Short Stories, Irish literature, Classics, Modern Fiction, Contemporary Literary Fiction, The Japanese Novel, Post Colonial Asian Fiction, The Legacy of the Austro-Hungarian Empire and quality Historical Novels are Among my Interests








Tuesday, March 26, 2013

"The Old Regime" by Kevin Powers

"The Old Regime" by Kevin Powers (2011, 22 pages)


Year III
March 1 to March 31

Kevin Powers
Dublin

Event Resources-links to lots of short stories-from classics to stories written in 2013-all you need to participate is here.  If you know of other resources related to the Irish Short Story, please let me know.



Irish short story month only has a few days left to run.  I have discovered a lot of great new to me writers.  Some are authors everyone but me in my literary isolation already knew about years ago and some just got published for the first time in the last few months.   

"The Old Regime" is a very interesting story about the politics of student union organizations in a college in Dublin, we do not learn which one.  It is also about student life and about being an American in Ireland.  I also see it as a kind of satire or commentary on university politics and the world of a tempest in a teapot which it seems to outsiders.  An election for officers of the student union is about to take place.  We learn of the various student political parties.  The only office that matters is that of student union president as it looks good on your resume for future jobs.   

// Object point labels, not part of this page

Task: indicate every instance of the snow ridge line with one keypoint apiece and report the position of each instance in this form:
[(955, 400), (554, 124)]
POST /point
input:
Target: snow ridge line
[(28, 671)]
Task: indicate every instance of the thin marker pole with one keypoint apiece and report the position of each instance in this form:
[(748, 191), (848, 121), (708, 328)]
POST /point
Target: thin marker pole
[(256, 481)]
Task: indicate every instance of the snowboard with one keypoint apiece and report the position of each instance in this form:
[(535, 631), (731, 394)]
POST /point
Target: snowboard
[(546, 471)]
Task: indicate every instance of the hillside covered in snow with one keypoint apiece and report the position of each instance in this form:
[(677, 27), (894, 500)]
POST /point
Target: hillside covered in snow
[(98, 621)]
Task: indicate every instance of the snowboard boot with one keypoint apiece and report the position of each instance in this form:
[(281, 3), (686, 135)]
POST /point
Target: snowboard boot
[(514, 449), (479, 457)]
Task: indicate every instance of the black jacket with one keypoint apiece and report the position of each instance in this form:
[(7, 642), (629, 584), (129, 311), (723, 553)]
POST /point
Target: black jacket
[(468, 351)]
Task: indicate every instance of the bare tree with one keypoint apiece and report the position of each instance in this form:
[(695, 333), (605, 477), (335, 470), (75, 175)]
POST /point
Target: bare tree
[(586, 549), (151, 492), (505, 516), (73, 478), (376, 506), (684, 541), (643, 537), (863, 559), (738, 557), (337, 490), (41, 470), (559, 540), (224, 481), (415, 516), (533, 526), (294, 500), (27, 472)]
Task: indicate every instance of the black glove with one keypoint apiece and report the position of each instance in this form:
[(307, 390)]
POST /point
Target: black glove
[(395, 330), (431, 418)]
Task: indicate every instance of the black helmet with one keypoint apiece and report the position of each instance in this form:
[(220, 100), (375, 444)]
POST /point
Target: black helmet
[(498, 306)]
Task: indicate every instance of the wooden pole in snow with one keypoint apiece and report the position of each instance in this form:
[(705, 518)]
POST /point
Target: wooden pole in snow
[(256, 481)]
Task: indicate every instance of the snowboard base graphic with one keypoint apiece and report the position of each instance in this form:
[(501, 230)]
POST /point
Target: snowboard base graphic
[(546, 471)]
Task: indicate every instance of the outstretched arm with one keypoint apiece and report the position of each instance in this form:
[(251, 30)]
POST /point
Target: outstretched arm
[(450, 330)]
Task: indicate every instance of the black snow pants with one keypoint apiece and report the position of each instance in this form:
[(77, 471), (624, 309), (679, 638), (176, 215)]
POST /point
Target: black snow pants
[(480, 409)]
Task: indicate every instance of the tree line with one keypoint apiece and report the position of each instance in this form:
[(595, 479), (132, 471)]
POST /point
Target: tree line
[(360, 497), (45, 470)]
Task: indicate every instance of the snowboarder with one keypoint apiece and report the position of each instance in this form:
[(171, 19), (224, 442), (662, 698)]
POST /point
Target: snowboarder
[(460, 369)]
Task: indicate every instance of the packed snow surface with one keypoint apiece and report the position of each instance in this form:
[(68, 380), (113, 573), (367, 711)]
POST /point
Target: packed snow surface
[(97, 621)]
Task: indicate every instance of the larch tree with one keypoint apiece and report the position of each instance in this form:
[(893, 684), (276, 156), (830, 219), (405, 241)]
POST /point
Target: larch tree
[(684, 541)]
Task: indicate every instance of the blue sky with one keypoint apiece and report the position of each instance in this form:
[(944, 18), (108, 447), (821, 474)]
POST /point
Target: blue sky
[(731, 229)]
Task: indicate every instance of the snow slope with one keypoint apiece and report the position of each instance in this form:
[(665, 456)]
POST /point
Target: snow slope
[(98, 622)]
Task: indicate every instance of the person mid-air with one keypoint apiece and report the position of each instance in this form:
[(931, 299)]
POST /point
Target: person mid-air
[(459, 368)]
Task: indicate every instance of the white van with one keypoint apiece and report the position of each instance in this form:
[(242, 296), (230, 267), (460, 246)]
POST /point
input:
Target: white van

The driving force behind the story is an American visiting student.   Everybody really likes him and it is fun to see him get into the Irish experience and to see how the Irish students view him.  There is a lot in these lines:

"It was January 2006. Coop had by now acquired his first steady Irish girlfriend, a second-year law student named Aisling Moore. People have wondered what Coop saw in Aisling. But to me the thing made sense. The highest compliment Coop could offer was to say that you were ‘real’. ‘He’s real, man, you know? No bullshit.’ And Coop would shake his head in wonder. Thinking about this now, it occurs to me that there was no other way in which Coop seemed so profoundly American."

There is a deep oddness in the attitude toward America and Americans in the story.  On the one hand everyone likes Coop for his very American, as the Irish narrator sees it, personality while seeing the president of the United States, George W. Bush, as a moron.  (OK so do I)

Coop is nominated for president of the student union and when it looks like he is a sure winner the university administration uses says that as a guest student he is not eligible.

There are a number of people we get to know in the story, all college students.  I think what I liked best about this very good story was when Powers told us what the students did in later years.   I greatly enjoyed this story and now have another Irish writer to follow!

Author Data

KEVIN POWER was born in Dublin in 1981. He is the recipient of a Hennessy Award for Emerging Fiction and the Rooney Prize for Irish Literature 2009. His first novel, Bad Day in Blackrock, is published by Pocket Books.  A very successful movie, What Richard Did was based on this book, about the murder of a young man outside a Dublin nightclub.